Por último, hay que señalar que todas las cuestiones apuntadas no se van a resolver ni por un partido de izquierdas ni por uno de derechas, por muchos escaños que tengan, ni tampoco por un bloque de derechas y otro de izquierdas conformado por más de un partido. Por la sencilla razón de que se trata de abordar decisiones que necesitan de grandes acuerdos transversales que superen el eje izquierda-derecha y la política turnista y cortoplacista de siempre. Los nuevos partidos, por su parte, deben de evitar replicar el comportamiento político de aquellos a quienes aspiran a sobrepasar lo que no es fácil dado que los incentivos para hacerlo son muy grandes.

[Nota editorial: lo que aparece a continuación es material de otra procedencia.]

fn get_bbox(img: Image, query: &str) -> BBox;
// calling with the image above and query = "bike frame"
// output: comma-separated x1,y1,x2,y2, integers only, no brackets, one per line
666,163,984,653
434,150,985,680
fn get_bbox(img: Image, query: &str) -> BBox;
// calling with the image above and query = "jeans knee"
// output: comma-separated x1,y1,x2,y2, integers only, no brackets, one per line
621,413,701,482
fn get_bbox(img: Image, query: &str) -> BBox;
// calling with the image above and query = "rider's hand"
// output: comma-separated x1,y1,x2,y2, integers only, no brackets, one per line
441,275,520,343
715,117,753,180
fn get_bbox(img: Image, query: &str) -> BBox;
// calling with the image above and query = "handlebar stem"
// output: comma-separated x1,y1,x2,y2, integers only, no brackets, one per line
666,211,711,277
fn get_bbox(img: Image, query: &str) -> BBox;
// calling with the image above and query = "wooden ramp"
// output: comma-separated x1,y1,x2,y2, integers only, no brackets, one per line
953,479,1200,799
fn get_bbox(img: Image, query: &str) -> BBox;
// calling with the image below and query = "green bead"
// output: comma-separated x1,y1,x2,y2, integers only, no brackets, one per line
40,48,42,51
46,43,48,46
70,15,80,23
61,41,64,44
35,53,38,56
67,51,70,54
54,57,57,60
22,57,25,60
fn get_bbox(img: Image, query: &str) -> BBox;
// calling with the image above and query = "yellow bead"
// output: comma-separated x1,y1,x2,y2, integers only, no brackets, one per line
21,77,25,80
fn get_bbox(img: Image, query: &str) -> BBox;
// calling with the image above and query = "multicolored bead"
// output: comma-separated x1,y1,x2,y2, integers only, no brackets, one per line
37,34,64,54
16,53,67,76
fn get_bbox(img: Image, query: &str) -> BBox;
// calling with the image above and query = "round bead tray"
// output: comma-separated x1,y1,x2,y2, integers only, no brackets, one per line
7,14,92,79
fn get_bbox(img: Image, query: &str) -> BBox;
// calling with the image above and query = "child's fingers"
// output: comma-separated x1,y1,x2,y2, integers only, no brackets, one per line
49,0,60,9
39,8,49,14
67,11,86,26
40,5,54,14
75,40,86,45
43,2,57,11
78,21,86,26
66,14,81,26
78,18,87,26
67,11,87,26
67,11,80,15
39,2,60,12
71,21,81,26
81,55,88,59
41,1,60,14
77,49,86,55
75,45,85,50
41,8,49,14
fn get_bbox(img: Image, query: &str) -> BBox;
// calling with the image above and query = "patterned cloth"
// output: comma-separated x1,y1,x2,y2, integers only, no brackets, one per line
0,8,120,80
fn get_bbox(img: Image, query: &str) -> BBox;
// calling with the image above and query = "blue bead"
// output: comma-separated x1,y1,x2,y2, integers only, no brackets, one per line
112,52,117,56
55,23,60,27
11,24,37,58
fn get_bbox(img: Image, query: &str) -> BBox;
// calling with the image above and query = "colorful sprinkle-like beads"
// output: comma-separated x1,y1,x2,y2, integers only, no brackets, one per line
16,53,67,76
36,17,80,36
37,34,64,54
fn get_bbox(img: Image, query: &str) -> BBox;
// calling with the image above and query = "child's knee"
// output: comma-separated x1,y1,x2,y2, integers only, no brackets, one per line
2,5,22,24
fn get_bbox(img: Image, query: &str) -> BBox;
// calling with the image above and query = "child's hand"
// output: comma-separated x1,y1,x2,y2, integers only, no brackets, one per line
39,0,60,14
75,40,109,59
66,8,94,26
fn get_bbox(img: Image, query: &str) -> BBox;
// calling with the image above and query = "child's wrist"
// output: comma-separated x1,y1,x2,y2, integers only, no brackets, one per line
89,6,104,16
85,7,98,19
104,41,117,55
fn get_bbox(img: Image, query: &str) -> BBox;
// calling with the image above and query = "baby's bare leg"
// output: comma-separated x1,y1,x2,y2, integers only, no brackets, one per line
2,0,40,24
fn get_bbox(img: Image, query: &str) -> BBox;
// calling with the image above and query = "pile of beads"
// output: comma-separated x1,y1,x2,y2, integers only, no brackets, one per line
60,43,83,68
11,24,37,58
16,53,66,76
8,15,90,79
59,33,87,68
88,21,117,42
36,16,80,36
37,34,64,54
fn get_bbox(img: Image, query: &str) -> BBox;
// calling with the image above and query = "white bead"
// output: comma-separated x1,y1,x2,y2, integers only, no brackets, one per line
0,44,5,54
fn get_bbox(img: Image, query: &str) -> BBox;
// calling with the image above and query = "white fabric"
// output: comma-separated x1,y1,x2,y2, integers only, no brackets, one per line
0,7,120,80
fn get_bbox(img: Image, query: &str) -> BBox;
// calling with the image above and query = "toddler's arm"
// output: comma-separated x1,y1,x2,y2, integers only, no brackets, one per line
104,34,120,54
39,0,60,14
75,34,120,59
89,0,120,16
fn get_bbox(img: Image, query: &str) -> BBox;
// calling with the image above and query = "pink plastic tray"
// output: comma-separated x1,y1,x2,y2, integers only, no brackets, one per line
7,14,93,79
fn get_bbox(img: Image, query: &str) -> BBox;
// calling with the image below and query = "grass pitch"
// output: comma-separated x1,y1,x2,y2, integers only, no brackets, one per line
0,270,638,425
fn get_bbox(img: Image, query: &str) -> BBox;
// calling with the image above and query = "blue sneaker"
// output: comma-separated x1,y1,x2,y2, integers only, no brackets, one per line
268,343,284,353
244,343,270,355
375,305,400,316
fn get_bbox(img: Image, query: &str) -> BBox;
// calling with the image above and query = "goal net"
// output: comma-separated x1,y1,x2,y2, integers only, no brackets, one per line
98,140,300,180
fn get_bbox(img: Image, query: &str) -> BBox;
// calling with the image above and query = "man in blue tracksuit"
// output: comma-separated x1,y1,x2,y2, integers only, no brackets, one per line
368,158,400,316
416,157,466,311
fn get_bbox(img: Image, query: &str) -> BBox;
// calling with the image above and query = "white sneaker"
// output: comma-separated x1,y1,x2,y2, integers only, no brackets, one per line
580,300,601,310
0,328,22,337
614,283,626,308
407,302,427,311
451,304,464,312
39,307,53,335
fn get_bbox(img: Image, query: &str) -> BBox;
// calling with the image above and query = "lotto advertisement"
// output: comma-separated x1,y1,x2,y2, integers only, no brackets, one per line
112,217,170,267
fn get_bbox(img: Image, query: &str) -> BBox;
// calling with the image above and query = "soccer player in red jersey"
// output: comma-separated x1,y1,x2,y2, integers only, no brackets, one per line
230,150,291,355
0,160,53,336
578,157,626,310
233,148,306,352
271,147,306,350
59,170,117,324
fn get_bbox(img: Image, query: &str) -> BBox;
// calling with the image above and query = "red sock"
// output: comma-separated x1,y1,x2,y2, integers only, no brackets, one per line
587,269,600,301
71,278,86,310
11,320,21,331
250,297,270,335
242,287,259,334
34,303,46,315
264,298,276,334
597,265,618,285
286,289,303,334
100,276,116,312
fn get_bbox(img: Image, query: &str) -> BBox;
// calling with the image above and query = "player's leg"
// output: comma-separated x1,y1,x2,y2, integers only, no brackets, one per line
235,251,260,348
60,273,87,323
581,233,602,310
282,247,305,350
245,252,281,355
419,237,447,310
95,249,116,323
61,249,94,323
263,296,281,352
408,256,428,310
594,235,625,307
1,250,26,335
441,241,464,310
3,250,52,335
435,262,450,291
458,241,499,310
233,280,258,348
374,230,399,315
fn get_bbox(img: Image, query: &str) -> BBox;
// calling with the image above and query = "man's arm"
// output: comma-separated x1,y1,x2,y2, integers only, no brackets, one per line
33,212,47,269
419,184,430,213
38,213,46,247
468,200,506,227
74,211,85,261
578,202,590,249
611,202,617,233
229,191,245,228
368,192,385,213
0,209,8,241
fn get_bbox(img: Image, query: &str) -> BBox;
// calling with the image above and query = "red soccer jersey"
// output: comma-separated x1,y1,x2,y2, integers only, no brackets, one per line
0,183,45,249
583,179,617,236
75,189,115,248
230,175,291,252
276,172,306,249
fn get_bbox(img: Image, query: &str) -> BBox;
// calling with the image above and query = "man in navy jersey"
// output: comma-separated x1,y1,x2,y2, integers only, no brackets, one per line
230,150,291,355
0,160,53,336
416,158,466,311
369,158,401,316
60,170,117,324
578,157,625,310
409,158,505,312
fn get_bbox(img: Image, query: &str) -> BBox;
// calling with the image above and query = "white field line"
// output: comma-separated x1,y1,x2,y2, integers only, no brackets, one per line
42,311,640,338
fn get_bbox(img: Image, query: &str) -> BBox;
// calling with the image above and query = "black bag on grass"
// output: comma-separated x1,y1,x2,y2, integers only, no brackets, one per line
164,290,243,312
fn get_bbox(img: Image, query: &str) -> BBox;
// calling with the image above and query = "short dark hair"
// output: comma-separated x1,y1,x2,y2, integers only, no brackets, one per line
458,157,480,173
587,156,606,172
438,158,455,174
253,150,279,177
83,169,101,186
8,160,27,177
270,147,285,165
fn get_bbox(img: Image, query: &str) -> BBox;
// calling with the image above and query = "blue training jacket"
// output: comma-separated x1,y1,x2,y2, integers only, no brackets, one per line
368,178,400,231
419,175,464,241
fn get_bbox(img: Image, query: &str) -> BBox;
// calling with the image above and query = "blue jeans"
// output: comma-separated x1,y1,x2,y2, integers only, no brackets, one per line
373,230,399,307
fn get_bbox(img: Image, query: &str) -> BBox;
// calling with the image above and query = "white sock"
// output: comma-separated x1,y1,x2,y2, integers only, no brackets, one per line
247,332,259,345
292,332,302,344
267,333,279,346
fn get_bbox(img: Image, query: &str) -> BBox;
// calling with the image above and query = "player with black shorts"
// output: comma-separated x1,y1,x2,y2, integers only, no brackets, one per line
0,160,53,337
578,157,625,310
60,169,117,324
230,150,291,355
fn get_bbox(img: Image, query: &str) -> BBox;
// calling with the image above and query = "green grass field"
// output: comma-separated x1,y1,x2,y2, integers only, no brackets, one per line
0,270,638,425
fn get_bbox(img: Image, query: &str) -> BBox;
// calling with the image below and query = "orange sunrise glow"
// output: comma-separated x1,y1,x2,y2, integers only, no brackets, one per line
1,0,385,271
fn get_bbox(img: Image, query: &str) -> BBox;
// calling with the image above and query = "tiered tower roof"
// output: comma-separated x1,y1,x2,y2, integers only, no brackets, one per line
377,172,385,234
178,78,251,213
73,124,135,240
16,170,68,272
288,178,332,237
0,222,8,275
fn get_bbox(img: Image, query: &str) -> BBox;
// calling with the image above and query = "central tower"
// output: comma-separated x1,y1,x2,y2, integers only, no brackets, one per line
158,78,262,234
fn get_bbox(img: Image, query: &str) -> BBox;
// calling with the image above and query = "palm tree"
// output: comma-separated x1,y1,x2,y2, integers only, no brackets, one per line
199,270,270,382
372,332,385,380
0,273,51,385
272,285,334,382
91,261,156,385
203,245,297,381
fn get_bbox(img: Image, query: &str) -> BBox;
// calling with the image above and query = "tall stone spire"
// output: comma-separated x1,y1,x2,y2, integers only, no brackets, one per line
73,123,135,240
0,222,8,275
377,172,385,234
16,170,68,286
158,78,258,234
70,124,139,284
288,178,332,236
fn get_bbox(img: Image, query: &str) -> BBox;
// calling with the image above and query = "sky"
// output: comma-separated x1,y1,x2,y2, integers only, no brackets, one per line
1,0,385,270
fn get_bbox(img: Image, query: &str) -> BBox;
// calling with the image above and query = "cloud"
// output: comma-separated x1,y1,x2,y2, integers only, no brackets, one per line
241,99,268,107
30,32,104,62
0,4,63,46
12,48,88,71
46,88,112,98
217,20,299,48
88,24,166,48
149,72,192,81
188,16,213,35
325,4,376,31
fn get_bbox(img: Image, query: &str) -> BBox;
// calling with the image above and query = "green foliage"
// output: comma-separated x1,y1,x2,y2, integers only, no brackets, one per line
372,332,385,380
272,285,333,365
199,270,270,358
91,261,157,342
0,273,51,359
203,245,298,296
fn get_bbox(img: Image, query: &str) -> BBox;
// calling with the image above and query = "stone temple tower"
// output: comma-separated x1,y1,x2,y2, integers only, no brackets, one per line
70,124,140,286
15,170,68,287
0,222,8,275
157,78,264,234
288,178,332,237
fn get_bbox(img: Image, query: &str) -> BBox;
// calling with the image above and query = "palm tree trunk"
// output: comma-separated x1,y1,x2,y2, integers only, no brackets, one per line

En definitiva, estamos hablando de redefinir nuestro Estado social y democrático de derecho para adaptarlo a las necesidades de la sociedad española, tal y como otras generaciones hicieron hace ahora 40 años. Nadie puede quedarse fuera de esa gran tarea.

Elisa de la Nuez es abogada del Estado, coeditora de ¿Hay derecho? y miembro del consejo editorial de EL MUNDO.